Richard Dawson, 2 May 2016

There can be absolutely no question that we must welcome those who have been refugees into this city. Our own faith is a faith of the refugee and for the refugee. In God’s sight we are all refugees from His love and grace and only because of God’s love and grace do we find a new home back with the God who is our true home. We arrive before God with nothing of any value and we are accepted not as vagrants or interlopers but as daughters and sons of His love. We who were so poor are made rich by God’s love and grace. So the question cannot be one of whether or not we should welcome these people but what real welcome means. Jesus was once welcomed by an important man—Simon the Pharisee, into his house. Jesus was given a place at the table which was certainly a sign of honour and it must have been a considerable risk for Simon to have Jesus there since the Pharisees were already implacably opposed to Him. However, before the meal, a woman of ill repute enters the house and begins to tend to Jesus and wash his feet with her tears and apply an expensive soothing balm to them. The others at the meal are offended that Jesus would even allow this woman to touch him.
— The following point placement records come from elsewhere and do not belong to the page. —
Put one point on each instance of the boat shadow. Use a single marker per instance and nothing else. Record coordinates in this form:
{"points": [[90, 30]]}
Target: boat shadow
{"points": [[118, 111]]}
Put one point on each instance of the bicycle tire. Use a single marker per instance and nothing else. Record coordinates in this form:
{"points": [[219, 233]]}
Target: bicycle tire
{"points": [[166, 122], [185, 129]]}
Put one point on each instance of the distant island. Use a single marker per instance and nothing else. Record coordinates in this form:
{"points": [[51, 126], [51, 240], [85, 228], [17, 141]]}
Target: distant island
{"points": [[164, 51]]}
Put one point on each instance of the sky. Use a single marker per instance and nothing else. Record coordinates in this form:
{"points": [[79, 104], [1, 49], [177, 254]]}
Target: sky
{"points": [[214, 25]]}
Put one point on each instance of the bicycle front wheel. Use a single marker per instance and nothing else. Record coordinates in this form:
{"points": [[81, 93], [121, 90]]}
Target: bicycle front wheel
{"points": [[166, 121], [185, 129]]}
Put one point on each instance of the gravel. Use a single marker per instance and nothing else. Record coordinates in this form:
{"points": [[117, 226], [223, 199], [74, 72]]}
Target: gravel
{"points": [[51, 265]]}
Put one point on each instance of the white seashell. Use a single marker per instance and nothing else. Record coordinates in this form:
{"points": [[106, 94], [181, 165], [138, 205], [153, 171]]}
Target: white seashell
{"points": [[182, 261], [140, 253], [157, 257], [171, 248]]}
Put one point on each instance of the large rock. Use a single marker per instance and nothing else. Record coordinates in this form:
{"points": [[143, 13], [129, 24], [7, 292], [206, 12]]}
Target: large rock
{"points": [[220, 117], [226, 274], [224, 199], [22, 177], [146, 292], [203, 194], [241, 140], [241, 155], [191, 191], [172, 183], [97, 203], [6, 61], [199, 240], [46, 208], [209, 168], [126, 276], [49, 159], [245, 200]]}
But Jesus defends her saying that her welcome has been more significant and more real that anything Simon offered. He also explains that because she understood her need and came in the humility of that need, her prayers have been answered. One key learned from this story is that some welcomes can convey more of an “unwelcome.” A hand shake and a hearty “hello” cannot convey anything but the most formal of welcomes. A true welcome requires skin! It requires commitment, time, friendship and resource for if a welcome is not these things then it conveys more an unwelcome than a true welcome. Are we prepared to put skin to our welcome to the Refugees?